Руки у матери покрасневшие, в трещинках. Вижу, они застыли на столе в ожидании. Сидя за выскобленным матерью столом, чувствую какую-то неловкость. Под конец не знаю, куда мне деваться. Хоть сейчас вставай и отправляйся в Ригу. Нет, это мальчишество, буду сидеть с ними сегодня, пока сами не отпустят. Они поднимутся из-за стола, тогда встану и я.
Господи, ведь я люблю этого долговязого, измученного болезнью старика!
Внезапная и запоздалая провиденция… Объясни, пожалуйста, милый, значение слова «провиденция»? Откуда оно ко мне прилипло? Это нечто вроде прозрения?
Сыновняя любовь к отцу… До слез больно, что она пришла так поздно.
«Ни в какие ворота не лезет!»
Очки у него сползли на самый кончик носа, смотрит на меня стариковскими вылинявшими глазами. А ведь таким когда-то был молодцом.
— Мне всегда легко, потому что умею жить без оглядки! — говаривал он частенько. — Не было счастья, так несчастье помогло: мельница сгорела, теперь, пожалуй, с чистой совестью могу в колхоз записаться!
Если бы он мог жизнь повернуть вспять и начать все заново от той самой точки? Дал бы он Балиню мешок муки?
Мать уверяет: вся хворь и прочие напасти у отца начались с того погорельного дня. «В тот день» у него все внутри заледенело. Потом оттаивал с помощью водки.
Глупости, человек сильнее, чем сам о себе думает!
Человек хрупок, как тростинка, вмиг переломится, если грубо прикоснуться…

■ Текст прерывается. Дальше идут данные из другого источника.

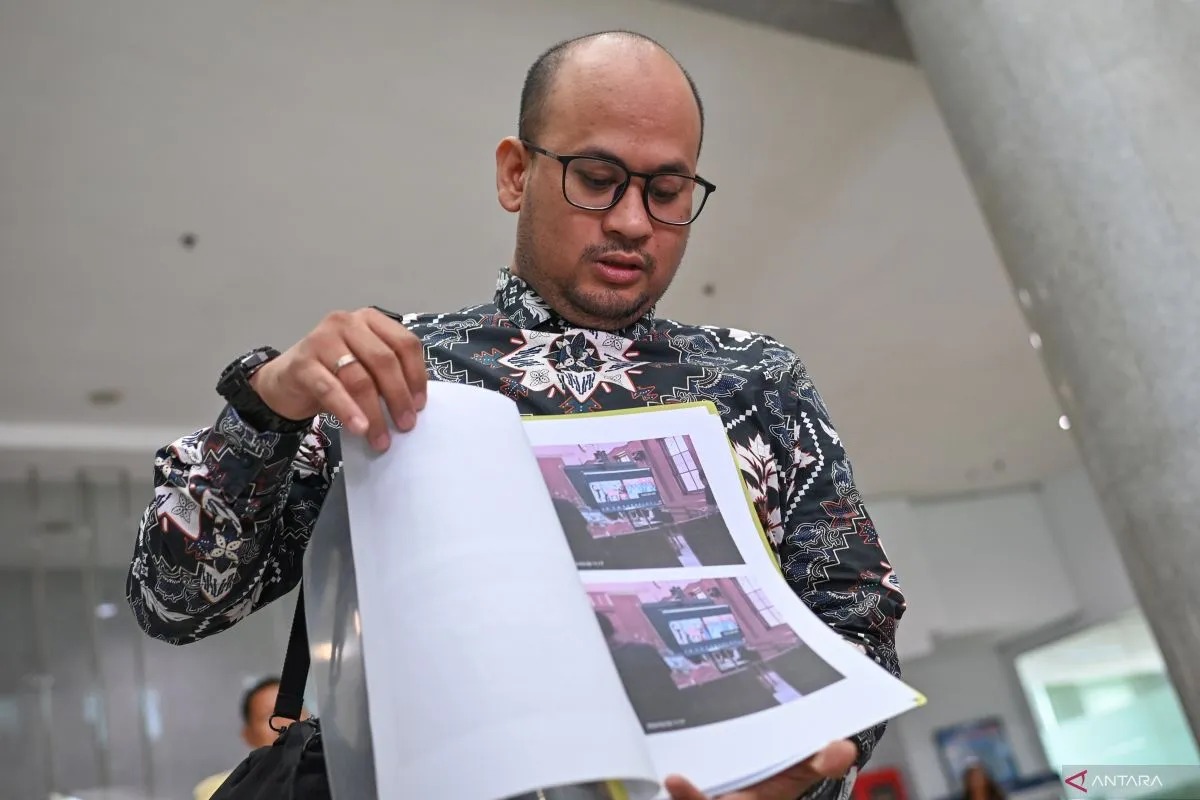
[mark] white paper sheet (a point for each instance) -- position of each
(486, 673)
(832, 691)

Можно ли сломить человека, словно прутик на дороге?
Надавил — и нет его, подавай следующего!
Человеку велели заложить руки за голову и встать к стенке. Жаждой измученный африканец, голодом измученный… Ежеминутно рождаются, умирают, с жестокостью убивают и в муках рождают — в стерильных клиниках, в хижинах из пальмовых листьев, в сумрачных крестьянских избах, в юртах, на кораблях посреди океана…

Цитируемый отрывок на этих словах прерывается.